NCT number NCT05057702
Other study ID # 21083
Secondary ID NCI-2021-09726
Status Recruiting
Phase N/A
First received
Last updated
Start date February 22, 2022
Est. completion date January 31, 2027

Study information

Verified date February 2024
Source University of California, San Francisco
Contact Aubrie Drechsler
Phone 415-502-1600
Email PNOC027@ucsf.edu
Is FDA regulated No
Health authority
Study type Interventional

Clinical Trial Summary

The current study will use a new treatment approach based on the molecular characteristics of each participant's tumor. The study will test the feasibility of performing real-time drug screening on tissue taken during surgery, and of having a specialized tumor board assign a treatment plan based on the results of this screening and genomic sequencing.

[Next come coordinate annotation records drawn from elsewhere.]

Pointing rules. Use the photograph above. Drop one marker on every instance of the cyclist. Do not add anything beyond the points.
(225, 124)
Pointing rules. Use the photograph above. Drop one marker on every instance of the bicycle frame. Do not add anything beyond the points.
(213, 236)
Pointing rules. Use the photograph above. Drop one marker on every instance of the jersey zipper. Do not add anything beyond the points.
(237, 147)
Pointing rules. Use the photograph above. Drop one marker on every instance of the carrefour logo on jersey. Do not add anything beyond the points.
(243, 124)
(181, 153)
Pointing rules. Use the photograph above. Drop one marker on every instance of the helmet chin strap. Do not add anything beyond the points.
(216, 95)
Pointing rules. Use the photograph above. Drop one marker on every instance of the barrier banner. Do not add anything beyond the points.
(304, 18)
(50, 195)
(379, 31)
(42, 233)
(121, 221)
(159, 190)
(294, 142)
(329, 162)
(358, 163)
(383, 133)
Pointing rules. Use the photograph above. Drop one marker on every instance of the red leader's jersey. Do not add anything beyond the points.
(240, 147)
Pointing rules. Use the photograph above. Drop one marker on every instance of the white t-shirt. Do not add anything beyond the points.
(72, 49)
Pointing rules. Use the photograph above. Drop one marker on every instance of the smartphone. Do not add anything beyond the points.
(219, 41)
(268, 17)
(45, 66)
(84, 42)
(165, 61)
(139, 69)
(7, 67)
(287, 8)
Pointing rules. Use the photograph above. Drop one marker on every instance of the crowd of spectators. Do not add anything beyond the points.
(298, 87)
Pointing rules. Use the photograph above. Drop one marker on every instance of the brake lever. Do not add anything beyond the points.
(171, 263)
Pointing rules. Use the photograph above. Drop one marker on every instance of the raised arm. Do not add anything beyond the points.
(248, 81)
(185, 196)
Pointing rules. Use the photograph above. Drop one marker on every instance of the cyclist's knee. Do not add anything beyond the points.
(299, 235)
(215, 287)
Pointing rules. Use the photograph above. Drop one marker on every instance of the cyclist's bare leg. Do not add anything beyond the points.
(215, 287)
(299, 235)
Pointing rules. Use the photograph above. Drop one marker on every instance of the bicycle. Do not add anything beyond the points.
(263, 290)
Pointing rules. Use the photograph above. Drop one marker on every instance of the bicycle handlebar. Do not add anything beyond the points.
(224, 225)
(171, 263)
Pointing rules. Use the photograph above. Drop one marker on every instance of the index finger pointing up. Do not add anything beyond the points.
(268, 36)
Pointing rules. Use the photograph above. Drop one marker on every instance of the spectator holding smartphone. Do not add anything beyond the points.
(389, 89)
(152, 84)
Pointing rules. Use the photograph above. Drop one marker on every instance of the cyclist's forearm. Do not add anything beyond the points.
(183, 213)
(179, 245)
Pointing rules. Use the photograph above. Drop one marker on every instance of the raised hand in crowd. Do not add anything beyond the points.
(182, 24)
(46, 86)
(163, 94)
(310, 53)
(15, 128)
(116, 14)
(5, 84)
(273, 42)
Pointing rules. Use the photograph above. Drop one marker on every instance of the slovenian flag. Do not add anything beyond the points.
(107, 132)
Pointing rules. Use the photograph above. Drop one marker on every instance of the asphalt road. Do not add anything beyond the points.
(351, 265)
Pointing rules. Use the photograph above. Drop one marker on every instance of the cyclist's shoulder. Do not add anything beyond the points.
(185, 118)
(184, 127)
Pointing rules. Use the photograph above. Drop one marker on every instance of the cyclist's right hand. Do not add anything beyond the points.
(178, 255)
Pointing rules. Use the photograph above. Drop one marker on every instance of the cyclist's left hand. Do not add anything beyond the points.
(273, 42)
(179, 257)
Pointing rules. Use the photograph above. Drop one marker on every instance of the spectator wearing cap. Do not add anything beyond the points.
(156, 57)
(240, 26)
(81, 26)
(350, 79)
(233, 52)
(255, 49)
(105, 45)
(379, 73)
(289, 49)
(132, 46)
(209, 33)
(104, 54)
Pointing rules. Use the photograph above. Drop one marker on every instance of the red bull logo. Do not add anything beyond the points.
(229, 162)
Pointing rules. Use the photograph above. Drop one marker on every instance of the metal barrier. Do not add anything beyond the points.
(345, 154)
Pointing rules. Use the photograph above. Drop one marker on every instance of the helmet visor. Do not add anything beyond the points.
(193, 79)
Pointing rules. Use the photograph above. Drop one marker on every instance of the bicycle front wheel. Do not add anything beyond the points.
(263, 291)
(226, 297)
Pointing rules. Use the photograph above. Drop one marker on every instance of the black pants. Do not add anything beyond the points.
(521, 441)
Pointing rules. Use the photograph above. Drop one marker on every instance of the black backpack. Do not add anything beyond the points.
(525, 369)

The aim of this trial is to allow every child and young adult with medulloblastoma to receive the most effective and least toxic therapies currently available, and will pave the way for improved understanding and treatment of these tumors in the future.


Description:

This is a single arm multi-center pilot trial within the Pacific Pediatric Neuro-Oncology Consortium (PNOC). Relapsed participants will receive an individualized treatment recommendation including up to four FDA-approved drugs based on the results of real-time high-throughput drug screening, whole exome sequencing (WES), and RNA sequencing. PRIMARY OBJECTIVE: I. To determine the feasibility of using the results of real-time in vitro drug screening, whole exome sequencing, and RNA sequencing of participant-derived specimens to guide treatment recommendations by a specialized tumor board, in a clinically-actionable timeframe, for children and young adults with recurrent medulloblastoma. SECONDARY OBJECTIVE: I. To determine the safety and describe the toxicity of treating children and young adults with relapsed medulloblastoma according to a specialized tumor board that makes treatment recommendations based on real-time drug screening and genomic sequencing. EXPLORATORY OBJECTIVES: I. To estimate the objective response rate, progression free survival at 6 months (PFS-6) and overall survival (OS) of relapsed medulloblastoma in children and young adults treated with an individualized treatment regimen. II. To assess Quality of Life (QOL) measures in participants with relapsed medulloblastoma treated with an individualized regimen. III. To archive tumor and normal DNA from each participant along with serial blood draw following therapies as biospecimens for later studies to determine whether circulating tumor DNA (ctDNA) sequences in the participant's blood serve as biomarkers of tumor burden, response to therapy, or development of drug resistance. Participants may continue treatment as tolerated for up to two years or until disease progression. Participants will be followed until progression, death, or up to 5 years from start of therapy.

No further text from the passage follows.